Borse asiatiche in calo con la tecnologia in testa alle perdite. Pesa il Brent, salito a 101,4 dollari dopo aver superato quota 100 per la prima volta da luglio, sull'escalation degli attacchi Usa-Iran nel Golfo. Il decennale Usa resta vicino al 4,84%, ai massimi dal 2023, dopo che il buyback Treasury da 6 miliardi ha deluso le attese di un'operazione più ampia.
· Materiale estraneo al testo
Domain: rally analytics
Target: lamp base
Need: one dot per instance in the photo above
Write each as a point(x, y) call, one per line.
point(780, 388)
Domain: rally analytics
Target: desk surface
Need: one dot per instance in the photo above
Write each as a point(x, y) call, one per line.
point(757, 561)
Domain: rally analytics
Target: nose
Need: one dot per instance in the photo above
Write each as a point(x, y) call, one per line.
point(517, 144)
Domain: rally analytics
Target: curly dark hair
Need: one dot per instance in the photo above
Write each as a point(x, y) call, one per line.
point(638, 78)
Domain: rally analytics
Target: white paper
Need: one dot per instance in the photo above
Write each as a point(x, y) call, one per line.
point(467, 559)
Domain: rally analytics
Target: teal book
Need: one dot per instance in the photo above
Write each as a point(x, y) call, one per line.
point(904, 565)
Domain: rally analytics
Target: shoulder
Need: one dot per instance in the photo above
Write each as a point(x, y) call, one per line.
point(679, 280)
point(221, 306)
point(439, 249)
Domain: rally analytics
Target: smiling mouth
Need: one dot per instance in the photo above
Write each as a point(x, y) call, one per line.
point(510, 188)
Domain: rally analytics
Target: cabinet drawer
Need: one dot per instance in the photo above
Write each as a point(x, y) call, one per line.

Mercati focalizzati ora sui prezzi alla produzione Usa di oggi e sul CPI di venerdì, con le probabilità di un rialzo Fed a settembre al 60% secondo CME FedWatch.

Variazioni negative per Hong Kong (-1,28%); pressoché invariato Seul (-0,21%).

Sui livelli della vigilia Mumbai (-0,05%); in ribasso Sydney (-1,19%).

La giornata del 9 settembre si presenta piatta per l'euro contro la valuta nipponica, che mostra un esiguo +0,05%. Giornata fiacca per l'euro nei confronti della divisa cinese, che passa di mano con un trascurabile +0,05%. Sostanzialmente appiattita sui valori precedenti la seduta dell'euro contro il dollaro hongkonghese, che sta facendo un moderato 0%.

Il rendimento dell'obbligazione decennale giapponese tratta 2,93%, mentre il rendimento del titolo di Stato decennale cinese è pari 1,68%.